Herald-Leader columnist Tom Eblen opposed state support, saying he was aware Eastern Kentucky was "underserved" (read, ignored) in the area of higher education. There are three state universities within a 30-mile radius of Lexington.
In the interest of fairness, and without the state taking on extra expense, we should move UK to Eastern Kentucky. Faculty at UK would then learn what the rest of the state is like.
Dennis Adams
Prestonsburg
Unfortunate diversion
The recent, however temporary, decision of the Susan B. Komen Foundation to alter its funding criteria in a way that made Planned Parenthood ineligible for grants was a blatant right-wing subterfuge to reduce access to abortion.
Based on preposterous criteria, reminiscent of the McCarthy era, that they would not fund an organization under examination by any federal, state or local government, the Komen Foundation announced it was ending grant funding to Planned Parenthood because it was the subject of a witch hunt by a member of Congress.
Planned Parenthood provides breast cancer screenings to many women who otherwise would not be able to obtain them.
The plan was the work of the Komen Foundation's vice president of public policy Karen Handel, who had openly called for ending funding of Planned Parenthood because some of its offices perform abortions.
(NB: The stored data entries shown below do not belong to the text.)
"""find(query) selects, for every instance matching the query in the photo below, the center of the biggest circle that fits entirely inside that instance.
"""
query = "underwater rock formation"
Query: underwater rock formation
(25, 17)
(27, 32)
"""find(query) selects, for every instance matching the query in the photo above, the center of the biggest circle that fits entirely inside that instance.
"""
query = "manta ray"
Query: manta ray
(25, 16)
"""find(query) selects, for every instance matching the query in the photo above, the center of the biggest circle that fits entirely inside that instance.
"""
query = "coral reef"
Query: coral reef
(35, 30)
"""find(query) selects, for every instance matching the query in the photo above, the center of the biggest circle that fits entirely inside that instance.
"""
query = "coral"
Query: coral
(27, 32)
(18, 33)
This politically motivated act, which was blatantly anti-women, led to Handel's resignation. It was an essential step to distance the organization from inappropriate, partisan influence and to realign with its real mission — the care of women suffering from a terrible disease.
Peter Hardy
Lexington
Let the teachers vote
Your Feb., 1 editorial urged the General Assembly to raise the dropout age to 18. Apparently lacking a logical argument, you dive into a vortex of circular reasoning to support this bad idea.
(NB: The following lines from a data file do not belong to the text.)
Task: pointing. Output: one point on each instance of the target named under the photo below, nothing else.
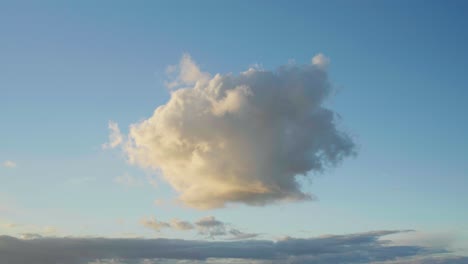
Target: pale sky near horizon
(398, 75)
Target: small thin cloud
(115, 137)
(9, 164)
(208, 226)
(128, 180)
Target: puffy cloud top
(241, 138)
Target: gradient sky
(67, 68)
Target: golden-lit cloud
(243, 138)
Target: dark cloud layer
(354, 248)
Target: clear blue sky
(68, 67)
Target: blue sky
(67, 68)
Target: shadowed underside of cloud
(354, 248)
(240, 138)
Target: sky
(312, 131)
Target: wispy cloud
(353, 248)
(115, 137)
(209, 227)
(9, 164)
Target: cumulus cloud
(243, 138)
(115, 136)
(9, 164)
(353, 248)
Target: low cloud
(9, 164)
(128, 180)
(353, 248)
(209, 227)
(243, 138)
(115, 136)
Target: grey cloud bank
(353, 248)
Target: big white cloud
(241, 138)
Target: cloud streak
(242, 138)
(207, 226)
(353, 248)
(9, 164)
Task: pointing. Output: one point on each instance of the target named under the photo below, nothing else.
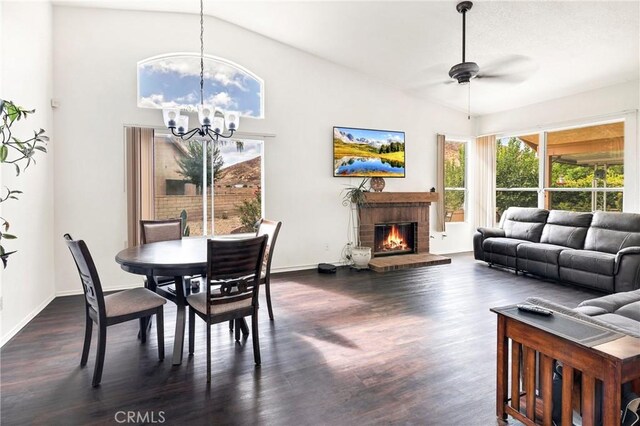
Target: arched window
(173, 80)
You cite the Gates Foundation Report that found that 74 percent of dropouts wished they had stayed in school. Well, duh! I would imagine that about 50 percent of folks wish they hadn't married their first spouse. I sure wish I had bought a bunch of Apple stock years ago.
Then you note that 38 percent of dropouts say that they had too much freedom and not enough rules. Well, double-duh? Forcing young folks with a proven indifference to education to attend another two years will, at the very best, disrupt classrooms and hinder those who want an education.
Take an honest, secret ballot of our public high school teachers. Not the administrative staff, not the consultants, not the KEA administrators but teachers who will have to cope with these captive students. If they think this is a worthy proposal, I will urge my senator to support it.